その『ミッドサマー』がおそらくモチーフにし、リスペクトしているのが『ウィッカーマン』であろう。
『ウィッカーマン』の面白さは、キリスト教徒の異教に対する嫌悪と否定、さらに信じる教義が汚され否定され(そう思わされ)、理解できないものに直面した恐怖を描いたところだろう。主人公は敬虔なクリスチャンだし、ましてや異教の生贄として捧げられてしまうので、その恐怖は如何程のものか。神を信じるものがその教義をまっとうすべき理由は、死後安らかに天国へ行くためにほかならない。異教邪教の生贄になってしまえば、それは叶わない。そんな人生の結末は想像もしていなかったであろうから、心中は計り知れない。私はキリスト教徒ではないし、特定の宗教を持ってないので正直推し量ることは難しいが、作品が製作された当時はかなり物議を醸したのではなかろうか。
また、作品のテーマが宗教観の対立であるとすれば、『ミッドサマー』はウィッカーマンと異なる作品だと言えるだろう。未知な物に対する恐怖は同じものだが、『ミッドサマー』の主人公が村に取り込まれていくのに対し、『ウィッカーマン』の主人公は最後まで己を保っている。『ウィッカーマン』の方が、よりシンプルで根源的な恐怖と言えるだろう。
『ウィッカーマン』には、性的なモチーフあるいは性そのものが、教義として多数用いられている。邪教を際立たせるためだろうか。だが、日本にも「彼の法」集団など性的儀礼を信奉した宗教があったようだし、その手の宗教は世界中にありそうだ。『ミッドサマー』にも、そのような意味合いの儀式やシーンがあった。もしかしたら、もっと多くのシンボルがあったのかも知れない。その観点から、観直してみる価値はあるだろう。

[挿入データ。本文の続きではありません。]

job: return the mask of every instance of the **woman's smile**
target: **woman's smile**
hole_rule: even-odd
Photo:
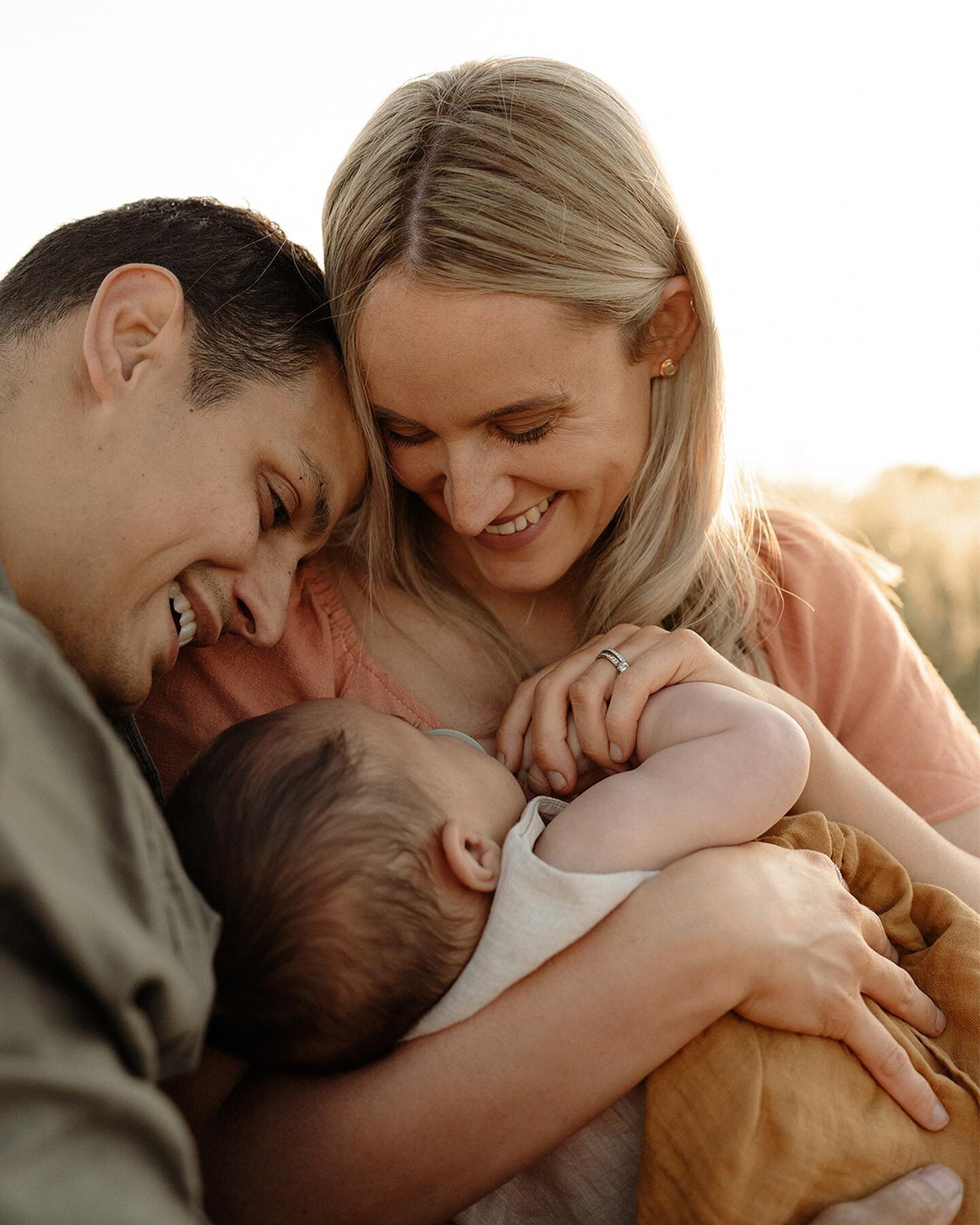
[[[457,578],[512,592],[560,582],[649,443],[654,372],[619,328],[548,299],[396,273],[368,295],[359,349],[392,472],[454,534]]]
[[[555,517],[560,499],[560,494],[549,494],[513,518],[488,523],[477,537],[477,544],[499,552],[527,548],[540,538]]]

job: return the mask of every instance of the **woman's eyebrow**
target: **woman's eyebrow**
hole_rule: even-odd
[[[528,399],[505,404],[503,408],[495,408],[489,413],[484,413],[470,424],[486,425],[488,421],[495,421],[500,417],[511,417],[513,413],[530,413],[539,408],[559,408],[570,401],[571,396],[565,391],[559,392],[556,396],[532,396]],[[396,413],[394,409],[385,408],[381,404],[371,404],[371,412],[375,417],[382,417],[386,421],[401,421],[403,425],[417,425],[419,429],[425,429],[421,421],[414,421],[410,417],[403,417],[401,413]]]
[[[310,522],[306,524],[304,537],[311,543],[318,543],[330,532],[333,522],[330,497],[327,496],[327,480],[323,469],[301,447],[299,451],[299,464],[303,469],[304,481],[309,481],[312,490],[312,512]]]

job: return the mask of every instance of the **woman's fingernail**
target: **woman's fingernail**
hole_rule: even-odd
[[[959,1199],[963,1194],[959,1175],[954,1174],[948,1165],[927,1165],[919,1171],[919,1177],[925,1178],[930,1187],[935,1187],[943,1199]]]

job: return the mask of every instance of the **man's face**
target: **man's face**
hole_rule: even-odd
[[[184,398],[186,374],[175,363],[129,415],[86,426],[74,497],[56,494],[60,541],[22,599],[107,710],[140,706],[187,638],[272,646],[298,561],[364,479],[334,358],[206,409]]]

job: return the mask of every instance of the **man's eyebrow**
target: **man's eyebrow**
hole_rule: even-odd
[[[323,475],[323,469],[301,447],[299,462],[303,469],[304,483],[309,481],[312,491],[312,512],[303,534],[310,544],[320,543],[327,532],[330,532],[331,523],[333,522],[330,499],[327,496],[327,480]]]
[[[512,417],[514,413],[532,413],[538,408],[559,408],[562,404],[567,404],[570,399],[571,396],[565,391],[559,392],[556,396],[532,396],[529,399],[517,401],[513,404],[505,404],[503,408],[495,408],[490,413],[484,413],[470,424],[486,425],[488,421],[496,421],[500,417]],[[413,421],[410,417],[402,417],[394,409],[383,408],[381,404],[371,404],[371,412],[375,417],[382,417],[386,421],[401,421],[403,425],[418,425],[421,428],[420,421]]]

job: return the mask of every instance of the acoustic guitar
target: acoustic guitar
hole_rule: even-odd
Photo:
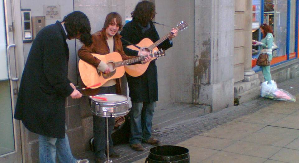
[[[182,21],[178,24],[177,27],[175,28],[178,31],[183,30],[188,28],[188,25],[184,21]],[[145,38],[141,40],[138,44],[136,45],[139,47],[141,47],[141,48],[144,49],[150,52],[153,50],[156,51],[158,50],[157,46],[162,43],[163,41],[168,38],[168,37],[172,34],[171,32],[169,32],[163,37],[157,41],[155,43],[153,43],[149,38]],[[137,48],[134,45],[129,45],[126,47],[127,48],[134,50],[139,51]],[[154,57],[152,58],[152,60],[155,59]],[[138,65],[126,65],[125,66],[125,70],[130,76],[136,77],[139,76],[145,72],[147,67],[149,66],[150,62],[148,62],[145,64]]]
[[[125,74],[124,66],[145,59],[145,56],[141,56],[123,61],[121,55],[117,52],[113,52],[105,55],[93,53],[91,55],[101,60],[101,61],[106,63],[110,70],[110,73],[108,74],[103,73],[93,65],[82,60],[79,60],[79,71],[84,84],[87,87],[90,87],[99,83],[101,84],[101,85],[91,88],[93,89],[99,87],[111,79],[122,77]],[[153,54],[151,54],[150,55],[152,58],[157,58],[165,56],[165,52],[163,50],[158,50],[154,51]]]

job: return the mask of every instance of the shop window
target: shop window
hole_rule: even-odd
[[[295,1],[295,0],[292,0]],[[262,4],[262,2],[263,4]],[[252,0],[253,39],[260,40],[262,38],[260,30],[254,30],[254,27],[255,25],[254,25],[254,24],[259,23],[260,25],[262,23],[266,23],[273,29],[275,36],[274,41],[279,47],[278,49],[273,52],[273,58],[271,62],[272,65],[285,61],[287,58],[286,54],[287,4],[287,0]],[[257,9],[259,7],[261,8],[261,7],[263,6],[263,10],[259,10],[259,11]],[[262,17],[260,15],[259,16],[260,13],[260,14],[263,14],[262,21],[259,19]],[[292,21],[293,23],[295,23],[296,17],[295,12],[293,15]],[[294,36],[295,35],[295,27],[294,26],[293,28]],[[294,45],[294,38],[292,41],[294,43],[292,44]],[[293,48],[294,49],[294,48],[293,47]],[[256,66],[255,65],[255,61],[259,55],[259,50],[256,47],[253,47],[252,67],[255,71],[260,70],[259,66]]]
[[[295,0],[291,0],[290,9],[290,45],[289,49],[289,59],[293,58],[296,57],[295,50],[295,42],[296,37],[295,30],[296,28],[296,1]]]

なんだか『ウィッカーマン』ではなく『ミッドサマー』の紹介になってしまった。繰り返すが『ウィッカーマン』も当然面白く、観る価値のある作品である。カルト映画としての、歴史的価値もある。上映は今週金曜日まで。次回はいつあるかわからない。興味のある方は、ぜひ映画館に足を運んでください。